Backed by major motor manufacturers and recycling firms including EMR and uRecycle, as well as the University of Warwick and the UK government, a three-year project entitled RECOVAS is looking into improving the reuse, remanufacture and recycling of batteries from end-of-life electric vehicles.

According to an article from specialist publication next greencar, as elsewhere in the world the UK’s electric car market is growing quickly. While numbers are rapidly accelerating with the government bringing forward the incoming ban on new petrol and diesel cars to 2030, they have been growing steadily for many years now and end-of-life electric and hybrid vehicles are entering the recycling stream in ever-growing numbers.

Under current EU law and also post Brexit, manufacturers retain responsibility for the safe disposal of electric car batteries. With that in mind, a new partnership has been launched between European Metal Recycling (EMR) and three vehicle manufacturers (Bentley Motors, BMW and Jaguar Land Rover), the University of Warwick, the Health and Safety Executive, the UK Battery Industrialisation Centre, Autocraft Solutions Group,  Connected Energy, which repurposes electric car batteries, and uRecycle, which will develop the UK’s first commercial-scale recycling facility for automotive battery packs.

Dubbed RECOVAS, the project aims to provide a standardised and reliable route for recycling and repurposing lithium-ion car batteries at a scale that can cope with the expected sales of electric vehicles in the UK. It aims to create a new circular end-of-life supply chain for the electric vehicle industry and is being led by EMR Metals Recycling, a world-leading metal recycler. The project has won grant support from the UK government’s Advanced Propulsion Centre (APC).   
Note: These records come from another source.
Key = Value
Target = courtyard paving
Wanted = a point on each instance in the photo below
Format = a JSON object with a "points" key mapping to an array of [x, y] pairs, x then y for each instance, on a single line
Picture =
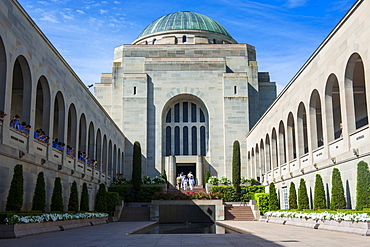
{"points": [[262, 234]]}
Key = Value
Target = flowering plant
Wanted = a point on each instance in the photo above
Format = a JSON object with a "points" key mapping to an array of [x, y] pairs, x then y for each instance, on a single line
{"points": [[52, 217], [322, 216]]}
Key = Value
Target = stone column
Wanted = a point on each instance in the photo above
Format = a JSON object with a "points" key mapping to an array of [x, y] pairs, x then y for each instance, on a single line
{"points": [[199, 170]]}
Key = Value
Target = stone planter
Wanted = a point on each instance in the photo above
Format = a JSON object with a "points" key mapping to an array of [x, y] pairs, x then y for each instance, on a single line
{"points": [[361, 228], [21, 230]]}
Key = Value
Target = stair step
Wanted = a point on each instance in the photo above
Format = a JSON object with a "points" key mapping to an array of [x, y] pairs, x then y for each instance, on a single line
{"points": [[135, 214]]}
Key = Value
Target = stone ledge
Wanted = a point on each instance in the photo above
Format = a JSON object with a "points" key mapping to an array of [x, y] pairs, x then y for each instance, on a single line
{"points": [[361, 228], [21, 230]]}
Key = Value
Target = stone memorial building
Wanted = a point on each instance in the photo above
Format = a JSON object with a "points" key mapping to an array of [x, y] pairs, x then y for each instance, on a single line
{"points": [[186, 90]]}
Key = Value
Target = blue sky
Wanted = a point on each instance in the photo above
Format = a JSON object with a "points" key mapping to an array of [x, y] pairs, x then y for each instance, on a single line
{"points": [[284, 32]]}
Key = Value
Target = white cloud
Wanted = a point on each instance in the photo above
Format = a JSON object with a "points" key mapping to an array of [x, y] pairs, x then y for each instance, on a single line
{"points": [[295, 3], [49, 17]]}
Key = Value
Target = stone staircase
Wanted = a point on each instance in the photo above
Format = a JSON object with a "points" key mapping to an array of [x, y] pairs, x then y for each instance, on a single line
{"points": [[233, 212], [135, 212]]}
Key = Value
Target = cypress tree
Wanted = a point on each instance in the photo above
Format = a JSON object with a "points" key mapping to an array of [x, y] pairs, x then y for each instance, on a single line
{"points": [[363, 186], [39, 197], [136, 168], [292, 197], [338, 200], [73, 198], [101, 199], [273, 199], [57, 197], [303, 196], [236, 167], [84, 199], [319, 201], [14, 201]]}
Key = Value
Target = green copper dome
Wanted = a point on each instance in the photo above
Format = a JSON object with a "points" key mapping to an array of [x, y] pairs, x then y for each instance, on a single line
{"points": [[184, 20]]}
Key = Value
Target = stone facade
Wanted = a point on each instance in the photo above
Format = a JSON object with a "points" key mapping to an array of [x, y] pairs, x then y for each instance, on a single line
{"points": [[38, 84], [320, 119], [148, 80]]}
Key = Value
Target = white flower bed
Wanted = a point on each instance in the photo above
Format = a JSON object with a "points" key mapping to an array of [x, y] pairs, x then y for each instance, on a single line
{"points": [[322, 216], [52, 217]]}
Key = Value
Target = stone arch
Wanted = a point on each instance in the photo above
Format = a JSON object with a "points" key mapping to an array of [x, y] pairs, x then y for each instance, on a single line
{"points": [[302, 130], [355, 93], [317, 136], [333, 108], [72, 126], [3, 69], [185, 124], [268, 153], [82, 134], [21, 89], [59, 117], [98, 148], [43, 102], [274, 149], [292, 148], [91, 141]]}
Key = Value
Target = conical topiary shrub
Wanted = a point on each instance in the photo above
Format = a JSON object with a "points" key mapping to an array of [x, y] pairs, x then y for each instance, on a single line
{"points": [[363, 186], [236, 167], [57, 197], [303, 196], [14, 201], [101, 199], [319, 201], [292, 197], [273, 199], [338, 201], [84, 199], [73, 198], [39, 197]]}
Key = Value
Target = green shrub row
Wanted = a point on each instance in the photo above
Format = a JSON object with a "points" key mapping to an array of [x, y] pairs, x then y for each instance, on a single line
{"points": [[144, 194]]}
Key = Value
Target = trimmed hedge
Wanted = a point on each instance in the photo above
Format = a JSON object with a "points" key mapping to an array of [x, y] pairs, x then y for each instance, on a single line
{"points": [[363, 186], [319, 200], [303, 202], [39, 197], [112, 201], [14, 201], [292, 197], [126, 192], [57, 197], [262, 200], [273, 199], [338, 201]]}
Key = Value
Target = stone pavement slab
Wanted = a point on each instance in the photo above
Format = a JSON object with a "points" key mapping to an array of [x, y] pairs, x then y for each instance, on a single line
{"points": [[262, 234]]}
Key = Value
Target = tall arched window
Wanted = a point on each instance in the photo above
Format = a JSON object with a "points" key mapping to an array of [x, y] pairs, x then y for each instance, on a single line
{"points": [[333, 108], [42, 115], [356, 93], [316, 120], [185, 129], [282, 147], [59, 116], [21, 90], [302, 129], [292, 152], [2, 74]]}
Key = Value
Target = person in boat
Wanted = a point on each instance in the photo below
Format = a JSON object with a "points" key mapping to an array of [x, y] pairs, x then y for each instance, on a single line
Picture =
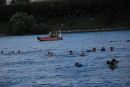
{"points": [[111, 48], [49, 54], [94, 49], [103, 49], [2, 52], [18, 51], [113, 65], [83, 54], [113, 61], [77, 64], [71, 52]]}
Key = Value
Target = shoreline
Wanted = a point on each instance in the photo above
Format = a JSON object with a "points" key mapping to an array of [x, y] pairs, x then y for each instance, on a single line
{"points": [[76, 31]]}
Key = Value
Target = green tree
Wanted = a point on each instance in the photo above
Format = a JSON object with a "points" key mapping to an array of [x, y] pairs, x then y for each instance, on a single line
{"points": [[21, 23]]}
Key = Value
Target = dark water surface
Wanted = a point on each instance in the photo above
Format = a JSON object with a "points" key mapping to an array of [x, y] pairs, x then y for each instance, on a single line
{"points": [[32, 68]]}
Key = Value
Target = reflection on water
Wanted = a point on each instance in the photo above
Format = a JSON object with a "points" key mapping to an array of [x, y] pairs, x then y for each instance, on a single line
{"points": [[32, 68]]}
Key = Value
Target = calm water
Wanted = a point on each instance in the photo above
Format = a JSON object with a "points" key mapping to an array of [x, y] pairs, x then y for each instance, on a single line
{"points": [[32, 68]]}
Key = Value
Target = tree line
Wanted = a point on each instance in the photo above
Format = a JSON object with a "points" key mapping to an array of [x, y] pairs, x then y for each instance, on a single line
{"points": [[64, 8]]}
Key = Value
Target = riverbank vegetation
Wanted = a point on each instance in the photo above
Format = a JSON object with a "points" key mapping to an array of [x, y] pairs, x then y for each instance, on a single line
{"points": [[71, 14]]}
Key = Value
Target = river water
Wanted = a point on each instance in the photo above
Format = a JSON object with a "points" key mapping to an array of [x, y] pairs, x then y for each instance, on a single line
{"points": [[32, 68]]}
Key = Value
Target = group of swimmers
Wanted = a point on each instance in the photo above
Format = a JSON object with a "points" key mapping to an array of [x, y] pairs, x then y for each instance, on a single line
{"points": [[12, 52]]}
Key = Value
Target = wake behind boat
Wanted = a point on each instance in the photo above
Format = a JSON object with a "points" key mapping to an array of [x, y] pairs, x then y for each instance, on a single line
{"points": [[52, 36]]}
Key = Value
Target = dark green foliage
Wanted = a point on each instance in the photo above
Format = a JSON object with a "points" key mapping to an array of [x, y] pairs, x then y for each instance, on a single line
{"points": [[45, 10]]}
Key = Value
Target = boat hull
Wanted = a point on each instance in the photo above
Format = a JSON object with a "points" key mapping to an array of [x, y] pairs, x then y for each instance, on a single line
{"points": [[49, 38]]}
The APC accelerates the industrialisation of technologies, which will help to realise net-zero emission vehicles. It is at the heart of the UK government’s commitment to end the country’s contribution to global warming by 2050. Since its foundation in 2013, APC has funded over 113 low-carbon projects involving more than 290 partners. It claims that the technologies developed in these projects are projected to save over 225 million tonnes of CO2, the equivalent of removing the lifetime emissions from 8.8 million cars.

This latest project started will run for three years, by which time the partners expect the circular supply chain to be operating commercially.

Reuse, Recycling and Remanufacturing

Remanufacturing is the process of repairing and re-engineering existing batteries so they could potentially be used in new cars. Reuse involves giving batteries a second life in stationary storage to help balance the use of the electricity grid during peak use and optimise the use of renewable energy and other applications. The new supply chain will help all partners to triage batteries when they arrive at approved end-of-life vehicle treatment facilities across the UK for either remanufacturing, reuse or – where this is not possible – recycling.

“Our aim is to create a circular supply chain for batteries and, in the process, reduce the cost for end-of-life disposal for the vehicle manufacturer or last owner of the car to zero,” explains Roger Morton, Managing Director for Technology and Innovation at EMR.

“By working in partnership with the RECOVAS consortium, electric vehicle manufacturers will develop simple design changes that greatly improve the potential to remanufacture, reuse or recycle their batteries at end of life. This will help to transform the economics of the electric vehicle market.”

Ian Constance, Chief Executive at the APC, adds: “Recycling of electric vehicle batteries is a principal part of the electric supply chain, so it’s vital that we get it right. The investment in innovative projects like RECOVAS by EMR Metal Recycling, awarded as part of our APC 16 programme, demonstrates the importance of creativity and engineering excellence in the UK’s bid for a sustainable and commercial net-zero future.”

Developing and managing the infrastructure to process end-of-life electric vehicles and their batteries will generate new economic activity for the UK and create over 550 green jobs in the UK within the consortium members and their supply chain.


As part of the project, automotive manufacturers have agreed to share more information about the design and construction of their batteries, allowing the consortium to more effectively and efficiently repurpose or recycle them.

According to Morton, “we have a very strong electric vehicle industry in the UK and it is changing fast. RECOVAS is an essential part of the sustainable rollout of electric vehicles.”

Professor David Greenwood, CEO of the High Value Manufacturing Catapult at the University of Warwick, adds: “We are excited to be involved in RECOVAS. It is an essential initiative for the UK electric vehicle sector.”

The UK government is supporting RECOVAS as part of a £49 million investment in technologies that will help the automotive industry to “go green”. Minister for Business and Industry Nadhim Zahawi MP adds: “Backed by government funding, these trailblazing projects will help the UK to build back better by creating all-important green jobs, ensuring the sector can make further strides towards an electrified automotive future.”